The same goes for cuisine, hence the success of neo-bistros like Le Chateaubriand, Aux Deux Amis or Au Passage. When the set menu at Bones can be just as exciting as the degustation at l’Arpege, at a fifth of the price, with the type of service and soundtrack ‘hipsters’ understand, why should they be forced to support a system on the basis of nostalgia?
It is hardly attractive, nor simple, to be an entrepreneur in France. Let alone in a business as demanding or competitive as hospitality, with a labyrinth of licensing laws, social charges and ever-increasing taxes.
Yet there is a generation of optimistic souls braving bureaucracy to forge a new path between sedate Michelin starred dining rooms and jammed tourist brasseries, between overly gilded hotel salons and inauthentic student bars.
I, for one, have no issue with being able to source a café latte or indulge in a well-made Manhattan. Or to know that the meat, fish or kale that I am eating was sourced directly from an independent farmer, fisherman or grower.
I would also prefer to give my heftily-taxed euros to a young chef, barista or bartender, whom is passionate about the produce they are delivering to my table, than spend an equal amount in a non-descript ‘Parisian’ establishment, delivering mince-meat steak tartare with frozen frites.
Gentrification, whether one likes it or not, is as inevitable as change, particularly in a city as finite as Paris. This iconic metropolis has long rested on its archaic laurels and to remain interesting and competitive as a tourist – and resident – destination, it must innovate.

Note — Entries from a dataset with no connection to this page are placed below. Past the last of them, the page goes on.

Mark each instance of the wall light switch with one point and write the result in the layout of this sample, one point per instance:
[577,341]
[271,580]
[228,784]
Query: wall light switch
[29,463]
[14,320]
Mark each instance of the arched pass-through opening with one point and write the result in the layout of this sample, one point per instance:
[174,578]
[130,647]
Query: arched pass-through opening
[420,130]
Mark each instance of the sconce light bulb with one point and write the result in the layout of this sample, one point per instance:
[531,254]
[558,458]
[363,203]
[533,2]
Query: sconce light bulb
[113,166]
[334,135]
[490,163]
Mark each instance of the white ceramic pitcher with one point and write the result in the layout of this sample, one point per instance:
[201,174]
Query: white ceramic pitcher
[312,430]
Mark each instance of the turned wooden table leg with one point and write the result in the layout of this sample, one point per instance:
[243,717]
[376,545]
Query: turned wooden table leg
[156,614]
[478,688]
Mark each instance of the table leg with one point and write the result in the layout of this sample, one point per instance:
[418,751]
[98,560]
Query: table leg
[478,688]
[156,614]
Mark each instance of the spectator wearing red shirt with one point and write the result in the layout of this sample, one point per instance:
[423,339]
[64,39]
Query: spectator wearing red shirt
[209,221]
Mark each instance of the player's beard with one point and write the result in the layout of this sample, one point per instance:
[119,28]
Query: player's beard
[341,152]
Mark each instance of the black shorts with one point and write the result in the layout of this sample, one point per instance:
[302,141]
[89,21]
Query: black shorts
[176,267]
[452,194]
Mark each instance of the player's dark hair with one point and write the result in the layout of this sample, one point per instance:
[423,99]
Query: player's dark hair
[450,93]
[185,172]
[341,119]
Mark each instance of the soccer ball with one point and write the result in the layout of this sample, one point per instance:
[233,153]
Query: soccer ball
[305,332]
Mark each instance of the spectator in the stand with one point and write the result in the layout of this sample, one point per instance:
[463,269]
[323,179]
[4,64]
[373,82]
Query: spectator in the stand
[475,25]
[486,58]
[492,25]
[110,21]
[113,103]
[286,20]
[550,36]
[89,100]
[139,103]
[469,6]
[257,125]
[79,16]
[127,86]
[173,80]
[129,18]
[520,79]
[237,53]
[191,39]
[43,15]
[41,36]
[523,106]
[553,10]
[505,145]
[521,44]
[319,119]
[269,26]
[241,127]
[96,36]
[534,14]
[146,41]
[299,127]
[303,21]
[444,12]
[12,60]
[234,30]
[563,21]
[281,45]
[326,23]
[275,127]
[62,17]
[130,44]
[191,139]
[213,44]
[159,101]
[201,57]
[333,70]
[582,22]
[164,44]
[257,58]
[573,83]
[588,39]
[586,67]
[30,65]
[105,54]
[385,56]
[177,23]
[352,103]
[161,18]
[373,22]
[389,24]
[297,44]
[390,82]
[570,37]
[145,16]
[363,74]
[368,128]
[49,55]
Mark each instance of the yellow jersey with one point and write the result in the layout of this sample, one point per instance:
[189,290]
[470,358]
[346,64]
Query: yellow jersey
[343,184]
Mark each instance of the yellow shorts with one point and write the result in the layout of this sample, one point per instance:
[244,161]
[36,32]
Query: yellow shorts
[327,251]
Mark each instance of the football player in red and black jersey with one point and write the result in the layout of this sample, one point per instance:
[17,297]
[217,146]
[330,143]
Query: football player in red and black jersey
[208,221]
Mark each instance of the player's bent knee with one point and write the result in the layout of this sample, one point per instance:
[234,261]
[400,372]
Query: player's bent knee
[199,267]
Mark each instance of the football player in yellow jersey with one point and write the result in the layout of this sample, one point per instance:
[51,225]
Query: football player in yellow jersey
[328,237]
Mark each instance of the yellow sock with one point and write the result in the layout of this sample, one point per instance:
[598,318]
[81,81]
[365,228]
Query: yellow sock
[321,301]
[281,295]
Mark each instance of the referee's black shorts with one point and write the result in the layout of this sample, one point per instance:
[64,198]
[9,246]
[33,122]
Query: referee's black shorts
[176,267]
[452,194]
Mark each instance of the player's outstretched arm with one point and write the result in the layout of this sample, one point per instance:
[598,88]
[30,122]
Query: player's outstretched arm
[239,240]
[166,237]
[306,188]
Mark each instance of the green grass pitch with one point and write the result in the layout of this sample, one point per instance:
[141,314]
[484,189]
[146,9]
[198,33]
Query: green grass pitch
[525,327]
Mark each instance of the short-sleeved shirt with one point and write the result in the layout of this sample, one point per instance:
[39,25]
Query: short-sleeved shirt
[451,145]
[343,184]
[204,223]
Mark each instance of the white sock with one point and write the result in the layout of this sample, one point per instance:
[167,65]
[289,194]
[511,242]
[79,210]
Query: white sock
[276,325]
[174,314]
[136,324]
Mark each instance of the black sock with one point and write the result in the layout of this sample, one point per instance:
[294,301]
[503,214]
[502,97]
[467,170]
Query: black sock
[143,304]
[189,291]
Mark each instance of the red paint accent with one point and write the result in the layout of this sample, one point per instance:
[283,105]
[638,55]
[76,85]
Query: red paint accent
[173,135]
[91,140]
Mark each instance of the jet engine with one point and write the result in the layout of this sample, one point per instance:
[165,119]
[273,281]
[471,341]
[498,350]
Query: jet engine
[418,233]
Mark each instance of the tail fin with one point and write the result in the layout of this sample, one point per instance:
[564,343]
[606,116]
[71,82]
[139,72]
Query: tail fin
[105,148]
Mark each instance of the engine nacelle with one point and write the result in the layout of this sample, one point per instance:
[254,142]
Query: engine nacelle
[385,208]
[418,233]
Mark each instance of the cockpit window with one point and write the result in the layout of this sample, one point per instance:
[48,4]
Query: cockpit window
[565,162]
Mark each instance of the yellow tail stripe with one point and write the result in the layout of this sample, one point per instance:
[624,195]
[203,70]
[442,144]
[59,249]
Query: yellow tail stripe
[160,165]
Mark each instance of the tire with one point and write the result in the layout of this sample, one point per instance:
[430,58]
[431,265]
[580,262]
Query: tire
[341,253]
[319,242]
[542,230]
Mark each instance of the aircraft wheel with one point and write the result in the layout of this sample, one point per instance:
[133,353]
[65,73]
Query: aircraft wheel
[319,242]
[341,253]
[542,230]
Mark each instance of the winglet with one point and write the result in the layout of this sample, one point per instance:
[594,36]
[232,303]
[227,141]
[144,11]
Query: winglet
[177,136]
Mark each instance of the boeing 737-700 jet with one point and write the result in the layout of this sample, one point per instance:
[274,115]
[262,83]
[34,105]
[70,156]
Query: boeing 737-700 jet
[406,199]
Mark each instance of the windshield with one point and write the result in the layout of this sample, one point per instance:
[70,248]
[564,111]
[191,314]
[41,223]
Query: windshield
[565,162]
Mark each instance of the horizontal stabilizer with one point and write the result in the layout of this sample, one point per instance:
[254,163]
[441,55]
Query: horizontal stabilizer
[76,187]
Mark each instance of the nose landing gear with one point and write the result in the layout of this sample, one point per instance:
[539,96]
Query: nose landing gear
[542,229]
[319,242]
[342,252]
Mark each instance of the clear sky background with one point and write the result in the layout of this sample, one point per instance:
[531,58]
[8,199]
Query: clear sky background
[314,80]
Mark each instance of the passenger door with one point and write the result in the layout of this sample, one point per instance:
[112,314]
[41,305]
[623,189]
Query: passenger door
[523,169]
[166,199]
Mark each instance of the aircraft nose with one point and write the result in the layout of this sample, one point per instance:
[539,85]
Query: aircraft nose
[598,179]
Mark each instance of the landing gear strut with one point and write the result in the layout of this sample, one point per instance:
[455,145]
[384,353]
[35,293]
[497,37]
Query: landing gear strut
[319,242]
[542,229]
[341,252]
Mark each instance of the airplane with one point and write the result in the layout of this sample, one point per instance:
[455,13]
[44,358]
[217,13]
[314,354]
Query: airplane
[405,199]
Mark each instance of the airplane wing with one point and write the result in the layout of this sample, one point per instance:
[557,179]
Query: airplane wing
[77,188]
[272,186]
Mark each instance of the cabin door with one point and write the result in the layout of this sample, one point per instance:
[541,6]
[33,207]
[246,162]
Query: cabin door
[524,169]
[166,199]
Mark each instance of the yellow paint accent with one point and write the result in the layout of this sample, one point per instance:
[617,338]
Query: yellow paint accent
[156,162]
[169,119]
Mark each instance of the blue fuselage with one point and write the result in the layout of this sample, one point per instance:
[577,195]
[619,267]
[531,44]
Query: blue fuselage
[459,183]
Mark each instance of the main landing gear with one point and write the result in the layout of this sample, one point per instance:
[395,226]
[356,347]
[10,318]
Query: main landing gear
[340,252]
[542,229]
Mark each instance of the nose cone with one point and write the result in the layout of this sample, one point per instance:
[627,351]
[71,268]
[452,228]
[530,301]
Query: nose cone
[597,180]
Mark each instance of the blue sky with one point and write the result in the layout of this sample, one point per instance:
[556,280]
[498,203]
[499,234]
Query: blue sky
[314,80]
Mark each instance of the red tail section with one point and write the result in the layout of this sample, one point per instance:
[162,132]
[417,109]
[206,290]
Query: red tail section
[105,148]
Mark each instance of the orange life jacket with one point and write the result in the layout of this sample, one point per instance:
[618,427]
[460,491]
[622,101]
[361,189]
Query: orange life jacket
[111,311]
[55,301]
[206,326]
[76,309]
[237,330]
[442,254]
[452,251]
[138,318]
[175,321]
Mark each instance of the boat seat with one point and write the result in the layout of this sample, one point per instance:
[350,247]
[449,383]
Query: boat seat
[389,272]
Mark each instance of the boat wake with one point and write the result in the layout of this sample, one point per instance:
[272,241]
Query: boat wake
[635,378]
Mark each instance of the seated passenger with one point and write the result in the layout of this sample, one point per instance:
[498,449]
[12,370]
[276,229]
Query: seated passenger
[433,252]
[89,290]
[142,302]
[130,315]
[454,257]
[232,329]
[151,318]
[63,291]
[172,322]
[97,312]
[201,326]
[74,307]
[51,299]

And more to the point, the modern day Bar at the Folies-Bergère does exist, but you will no longer find such things in a single-digit arrondissement.
One must only venture to the terrace of Aux Folies in Belleville, or Le Saint Sauveur in Ménilmontant to know that the great and the good from all walks of life coexist around €5 pints. It just depends how far out of your gilded French doors you wish to look.